泣いた鬼.五
「ぼくは出来損ないで、両親からはとっくに見限られています。それでも、村の人達は僕のことを見つけるなり、鬼神様とか、鬼子様、とか呼んで敬ってくれるんですけどね。基本的に見えるような所では戦いませんから。あの人達は僕に守られてるって信じてるんです。でも……それが逆に辛くて……」
この村まで逃げて来ちゃいました、と雷華は力なく苦笑した。二本の鋭い八重歯を見せ、その笑みは投げやりな自嘲を含んでいた。
俺達は結局ミに無理矢理、霧乃園なる甘味処に連れて来られた。
昼過ぎだというのに店内には俺達以外に人はおらず、雷華の声の他には奥で店主らしき若い娘が茶を準備する音しか聞こえない。この店の儲けの程が心配になるが、それでも正直、静かで落ち着く所だと思った。それならば一人で来てみようかとも思ったが、この店を紹介したのがこのとろい女であるということを思い出し、それはないなと考え改めた。
そもそも俺にはそんな金は無い。
「それである時思ったんです。もし、一人でジュソを祓うことができれば、大手を振って父と母のもとに帰れるかと」
ぼうっと店内の品書きやら、たった三人の客相手にあたふたと慌てるように働く店主の様子やらを眺めていたが、ジュソという言葉に反応し、意識を話の方に戻される。
「それで、あの森に一人で?」
ミは真摯に雷華の話に耳を傾けているようだ。
「はい、この村に着いてからそれ程日にちは経っていませんが、あの森からジュソが湧きやすいという噂は何度か耳にしていましたので」
ジュソ退治は二、三人で行くのが定石、というミの言葉を思い出す。こいつの理由はそれ程切迫したものなのだろうか。定石を知った上で、それも自分に力が無いとわかった上で、そのような結論に達したとしたらそれはこの娘にとってよほどのことなのであろう。
「ところで、キョウさんはこの村から出たことがないのですか? えっと、その、鬼についてもあまり知らない様子でしたので。山を一つ越えた先にある僕の村では鬼の家系がたくさんありますから」
この娘、何故だか俺に対して話す時だけ、声色が少々不自然に上擦る。先程の俺の言葉が相当応えたのだろうか。自分ではそれ程きつく言ったつもりはないのだが。
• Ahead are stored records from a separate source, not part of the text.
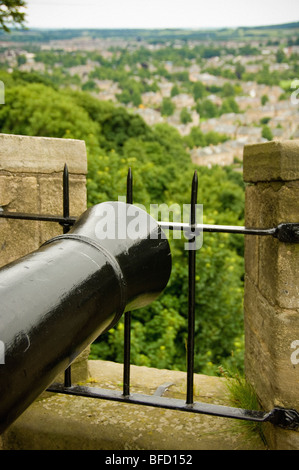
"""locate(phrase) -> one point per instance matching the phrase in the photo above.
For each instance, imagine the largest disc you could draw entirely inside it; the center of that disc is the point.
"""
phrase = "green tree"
(11, 13)
(175, 91)
(264, 100)
(185, 116)
(198, 90)
(280, 56)
(239, 70)
(167, 107)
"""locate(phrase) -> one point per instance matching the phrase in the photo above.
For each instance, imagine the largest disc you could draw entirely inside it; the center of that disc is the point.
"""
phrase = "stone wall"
(271, 301)
(31, 171)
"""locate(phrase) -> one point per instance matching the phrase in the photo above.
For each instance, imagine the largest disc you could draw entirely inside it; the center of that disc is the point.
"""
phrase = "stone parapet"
(60, 422)
(271, 301)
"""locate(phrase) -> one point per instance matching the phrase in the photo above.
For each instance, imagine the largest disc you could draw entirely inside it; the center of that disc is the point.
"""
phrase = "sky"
(159, 13)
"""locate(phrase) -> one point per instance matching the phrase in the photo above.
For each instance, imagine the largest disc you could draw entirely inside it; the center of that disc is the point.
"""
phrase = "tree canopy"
(162, 173)
(11, 13)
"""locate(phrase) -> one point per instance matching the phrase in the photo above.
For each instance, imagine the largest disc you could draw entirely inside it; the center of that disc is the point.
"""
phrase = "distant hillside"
(155, 35)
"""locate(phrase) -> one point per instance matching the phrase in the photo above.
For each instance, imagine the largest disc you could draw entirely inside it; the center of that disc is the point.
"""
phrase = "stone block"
(26, 154)
(18, 237)
(269, 334)
(271, 161)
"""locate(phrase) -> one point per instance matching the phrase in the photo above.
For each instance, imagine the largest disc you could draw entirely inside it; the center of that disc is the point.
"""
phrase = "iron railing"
(285, 232)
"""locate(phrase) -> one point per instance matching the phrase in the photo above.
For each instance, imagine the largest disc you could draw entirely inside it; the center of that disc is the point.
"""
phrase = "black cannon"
(56, 301)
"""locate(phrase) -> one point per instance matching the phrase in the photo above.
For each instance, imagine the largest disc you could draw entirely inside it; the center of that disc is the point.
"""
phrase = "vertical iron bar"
(191, 294)
(66, 228)
(127, 320)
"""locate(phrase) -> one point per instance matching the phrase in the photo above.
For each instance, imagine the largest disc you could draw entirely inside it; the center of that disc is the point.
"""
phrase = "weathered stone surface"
(76, 423)
(18, 194)
(271, 161)
(271, 301)
(26, 154)
(270, 332)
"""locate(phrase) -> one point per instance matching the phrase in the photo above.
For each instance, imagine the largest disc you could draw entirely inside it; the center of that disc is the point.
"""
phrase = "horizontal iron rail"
(38, 217)
(288, 419)
(286, 232)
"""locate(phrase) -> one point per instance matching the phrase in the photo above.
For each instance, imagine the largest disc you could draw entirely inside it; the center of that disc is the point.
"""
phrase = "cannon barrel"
(57, 300)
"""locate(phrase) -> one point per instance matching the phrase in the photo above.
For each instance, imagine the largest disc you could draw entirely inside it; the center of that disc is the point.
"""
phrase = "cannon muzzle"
(56, 301)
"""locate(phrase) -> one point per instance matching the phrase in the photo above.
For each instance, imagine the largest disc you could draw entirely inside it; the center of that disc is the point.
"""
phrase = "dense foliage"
(162, 172)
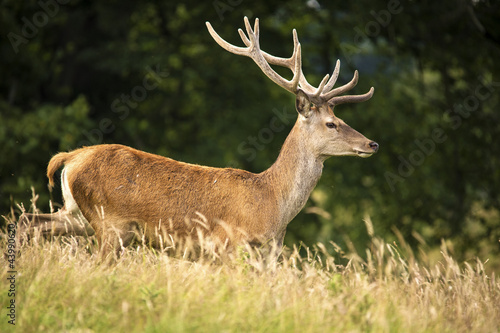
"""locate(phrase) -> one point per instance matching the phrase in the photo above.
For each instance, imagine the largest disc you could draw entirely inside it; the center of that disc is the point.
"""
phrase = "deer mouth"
(363, 154)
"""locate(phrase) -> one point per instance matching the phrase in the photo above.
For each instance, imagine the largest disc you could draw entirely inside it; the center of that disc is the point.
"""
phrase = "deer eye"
(331, 125)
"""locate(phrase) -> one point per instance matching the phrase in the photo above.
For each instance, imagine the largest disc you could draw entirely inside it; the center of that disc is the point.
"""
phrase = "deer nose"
(373, 145)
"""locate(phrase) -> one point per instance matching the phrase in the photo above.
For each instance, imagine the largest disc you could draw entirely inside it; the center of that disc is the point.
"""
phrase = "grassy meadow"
(60, 286)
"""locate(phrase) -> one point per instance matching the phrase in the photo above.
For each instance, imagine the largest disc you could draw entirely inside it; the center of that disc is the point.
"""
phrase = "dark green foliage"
(147, 74)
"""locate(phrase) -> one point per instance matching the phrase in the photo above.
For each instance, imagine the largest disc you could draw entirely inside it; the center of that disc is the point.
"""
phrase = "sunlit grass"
(61, 286)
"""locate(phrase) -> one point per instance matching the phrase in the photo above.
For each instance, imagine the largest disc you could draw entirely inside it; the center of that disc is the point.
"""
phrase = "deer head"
(327, 135)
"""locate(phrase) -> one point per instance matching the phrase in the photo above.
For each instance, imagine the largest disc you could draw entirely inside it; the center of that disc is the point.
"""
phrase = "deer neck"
(294, 174)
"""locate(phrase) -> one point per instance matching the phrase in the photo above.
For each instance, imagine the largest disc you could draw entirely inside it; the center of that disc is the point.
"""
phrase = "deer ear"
(303, 104)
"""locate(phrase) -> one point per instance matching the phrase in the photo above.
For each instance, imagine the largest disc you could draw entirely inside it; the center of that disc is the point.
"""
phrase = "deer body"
(120, 190)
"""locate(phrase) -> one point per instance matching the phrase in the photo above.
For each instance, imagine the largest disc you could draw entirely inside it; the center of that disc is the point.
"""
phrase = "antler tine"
(225, 45)
(351, 98)
(261, 58)
(334, 77)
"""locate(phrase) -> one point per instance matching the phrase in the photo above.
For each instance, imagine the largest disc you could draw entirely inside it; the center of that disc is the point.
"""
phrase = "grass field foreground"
(60, 286)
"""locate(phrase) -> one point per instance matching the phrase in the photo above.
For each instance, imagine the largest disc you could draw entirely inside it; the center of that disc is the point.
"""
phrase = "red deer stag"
(120, 190)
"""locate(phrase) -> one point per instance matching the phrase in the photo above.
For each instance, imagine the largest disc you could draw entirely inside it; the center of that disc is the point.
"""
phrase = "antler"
(324, 93)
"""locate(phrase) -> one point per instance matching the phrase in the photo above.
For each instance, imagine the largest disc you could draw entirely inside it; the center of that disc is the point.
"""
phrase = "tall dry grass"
(61, 286)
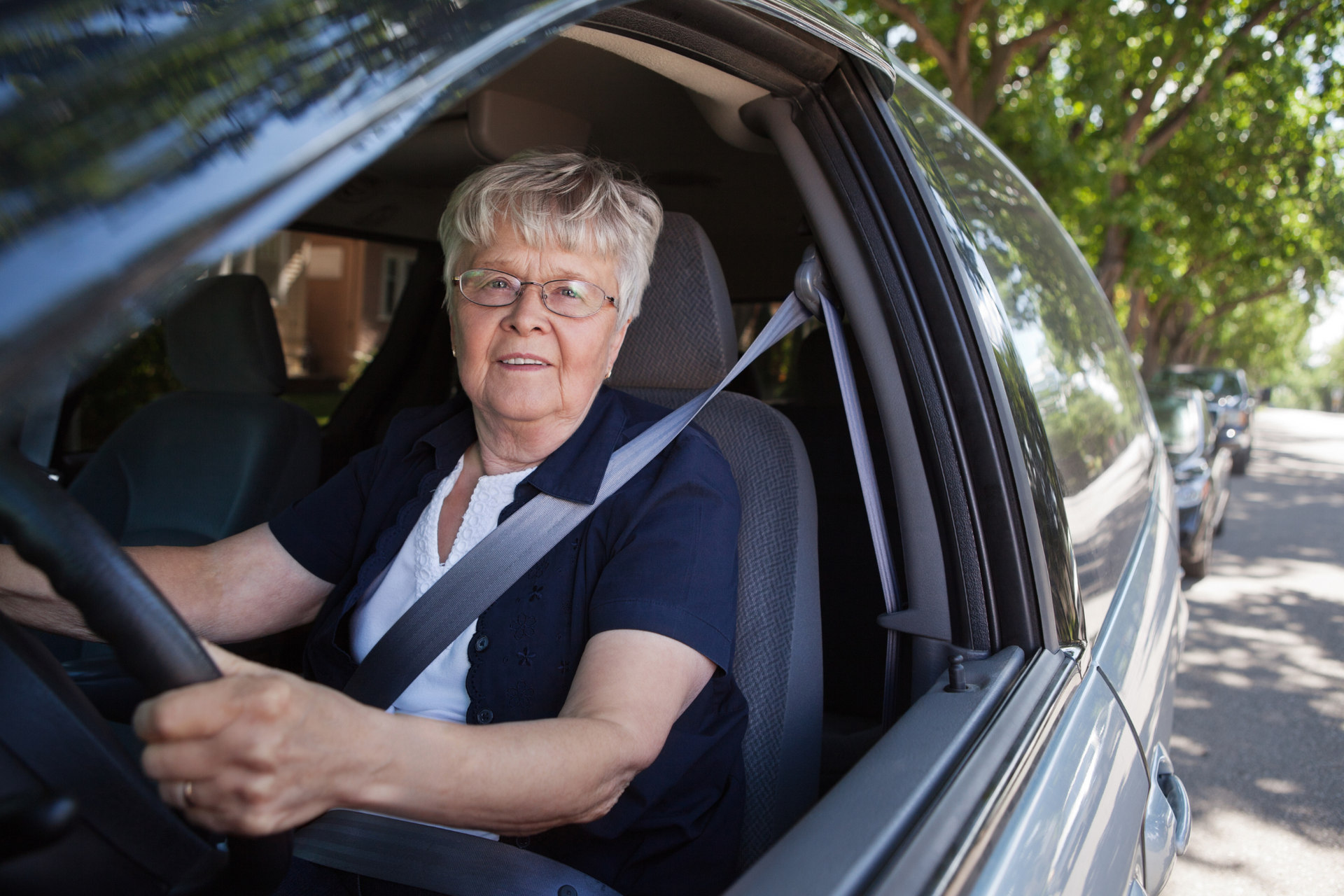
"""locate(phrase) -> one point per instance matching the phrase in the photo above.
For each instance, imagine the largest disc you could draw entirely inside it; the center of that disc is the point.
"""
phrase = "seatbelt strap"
(500, 559)
(405, 853)
(811, 284)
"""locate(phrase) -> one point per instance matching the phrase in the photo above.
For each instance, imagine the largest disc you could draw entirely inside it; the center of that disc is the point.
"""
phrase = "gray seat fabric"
(219, 457)
(683, 343)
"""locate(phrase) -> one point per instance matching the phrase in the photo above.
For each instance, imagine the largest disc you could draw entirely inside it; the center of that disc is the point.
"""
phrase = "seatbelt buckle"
(811, 284)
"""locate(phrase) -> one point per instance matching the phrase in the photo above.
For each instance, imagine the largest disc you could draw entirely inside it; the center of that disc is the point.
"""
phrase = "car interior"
(229, 438)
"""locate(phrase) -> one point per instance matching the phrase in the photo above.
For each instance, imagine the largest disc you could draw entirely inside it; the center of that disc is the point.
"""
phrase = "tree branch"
(1215, 74)
(924, 34)
(1002, 57)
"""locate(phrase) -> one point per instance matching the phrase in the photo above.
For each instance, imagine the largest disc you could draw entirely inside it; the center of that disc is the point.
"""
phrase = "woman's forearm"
(237, 589)
(514, 780)
(26, 597)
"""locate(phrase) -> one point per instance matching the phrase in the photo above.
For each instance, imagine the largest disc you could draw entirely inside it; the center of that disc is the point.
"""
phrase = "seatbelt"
(405, 852)
(811, 269)
(414, 855)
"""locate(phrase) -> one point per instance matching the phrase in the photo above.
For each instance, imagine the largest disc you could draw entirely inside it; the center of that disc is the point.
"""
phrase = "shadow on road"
(1260, 710)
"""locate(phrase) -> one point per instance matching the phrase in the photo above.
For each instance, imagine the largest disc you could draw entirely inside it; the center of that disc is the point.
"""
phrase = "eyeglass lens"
(568, 298)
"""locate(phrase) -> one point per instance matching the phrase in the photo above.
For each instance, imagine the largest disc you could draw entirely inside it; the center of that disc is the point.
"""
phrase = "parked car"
(1202, 464)
(1230, 402)
(153, 149)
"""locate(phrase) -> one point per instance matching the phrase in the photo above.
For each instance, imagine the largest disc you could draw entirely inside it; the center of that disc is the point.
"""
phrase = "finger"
(197, 711)
(230, 664)
(183, 761)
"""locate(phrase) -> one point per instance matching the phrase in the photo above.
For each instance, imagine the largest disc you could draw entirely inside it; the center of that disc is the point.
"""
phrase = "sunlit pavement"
(1260, 710)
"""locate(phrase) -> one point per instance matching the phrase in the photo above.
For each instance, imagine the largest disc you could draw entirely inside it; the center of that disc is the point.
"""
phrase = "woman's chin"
(523, 405)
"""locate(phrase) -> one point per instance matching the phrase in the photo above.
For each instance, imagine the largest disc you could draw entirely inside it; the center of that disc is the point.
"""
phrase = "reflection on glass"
(1221, 383)
(1177, 419)
(1062, 328)
(1063, 336)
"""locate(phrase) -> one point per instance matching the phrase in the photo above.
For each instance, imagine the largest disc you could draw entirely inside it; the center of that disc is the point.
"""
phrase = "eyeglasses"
(565, 298)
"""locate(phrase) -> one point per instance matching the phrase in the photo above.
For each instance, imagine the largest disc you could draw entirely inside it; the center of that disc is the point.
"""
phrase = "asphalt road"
(1260, 708)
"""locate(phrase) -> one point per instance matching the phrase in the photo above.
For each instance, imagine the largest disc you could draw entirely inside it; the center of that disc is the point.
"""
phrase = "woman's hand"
(257, 751)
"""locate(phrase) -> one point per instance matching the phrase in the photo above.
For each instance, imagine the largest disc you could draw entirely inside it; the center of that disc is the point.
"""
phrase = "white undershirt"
(440, 691)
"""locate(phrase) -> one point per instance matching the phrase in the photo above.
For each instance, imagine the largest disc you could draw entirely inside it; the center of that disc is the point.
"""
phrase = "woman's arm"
(268, 751)
(235, 589)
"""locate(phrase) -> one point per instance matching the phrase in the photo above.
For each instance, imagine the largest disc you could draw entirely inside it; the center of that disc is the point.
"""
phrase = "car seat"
(683, 343)
(220, 456)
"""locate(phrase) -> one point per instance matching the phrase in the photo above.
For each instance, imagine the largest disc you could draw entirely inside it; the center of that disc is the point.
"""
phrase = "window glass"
(332, 298)
(1221, 383)
(1177, 421)
(1065, 335)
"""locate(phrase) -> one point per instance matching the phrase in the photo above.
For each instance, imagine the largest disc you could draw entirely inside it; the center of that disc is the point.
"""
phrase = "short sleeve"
(320, 531)
(675, 568)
「ない。というよりも俺はそもそもこの島に来たばかりだ」
「本島の人間ですか……」
途端に雷華は顔を強張らせた。声色も急に落ち着いたものに変わる。
無理もない。この島の人間は本島の人間を毛嫌いしている。それは、この島が呪われた島だからだ。本島の呪いを一身に受けたこの島を、本島の人々は呪われた島と呼ぶ。これ程不条理なことがあるであろうか。この島に来て間もなくレンさん達の世話になっている俺は、全くそのような様子を見せない彼女らのお陰で、まるで実感がわかないでいたが、この娘の反応で改めて自覚した。
これが普通の、この島における正常な反応なのだろう。
「あの、僕から質問をしておいて勝手ですが、あまり大っぴらには言わない方がいいですよ。その、あの……何かと……ありますから」
「ああ、わかってる」
「キョウさんはこんな所まで来て、何故ジュソを退治しようと思ったんですか? 本島にはそんな依頼を請け負う仕事があるのですか?」
「キョウはな、ジュソを切るのが好きらしいぞ」
俺の回答が一瞬遅れたすきに、ミが会話に割って入る。
自分で言ったことではあるが、他人の口から改めてそれを聞くと、酷く可笑しい言い草だと思った。奇人変人と見られても文句は言えまい。
「ジュソを? 何故です」
案の定雷華は、困惑とも不思議ともとれぬ、複雑な表情を見せる。
どう弁明したら良いものか。
「修行だ。相手が強ければ何でも良いが、人を切れば罪になるだろう。俺は自分の力が試せればそれで良いんだ」
それがもっともらしい理由に聞こえたかはわからない。
「はぁ、そう……なんですか」
俺の無愛想な言動に何か感じ取ったのか、雷華は慌てて今度はミに視線を移す。
「それで、そのずっと気になっていたんですけど……ミさんの後ろの……それって、やはり……?」
どうやら雷華にはジュソが見えるようだ。森で襲われていた時は、ジュソに憑かれていたことを考えると別段不思議ではない。だがヒナとなると話は別だ。ヒナが見えるのは憑かれているミ自身か、俺くらいの筈だ。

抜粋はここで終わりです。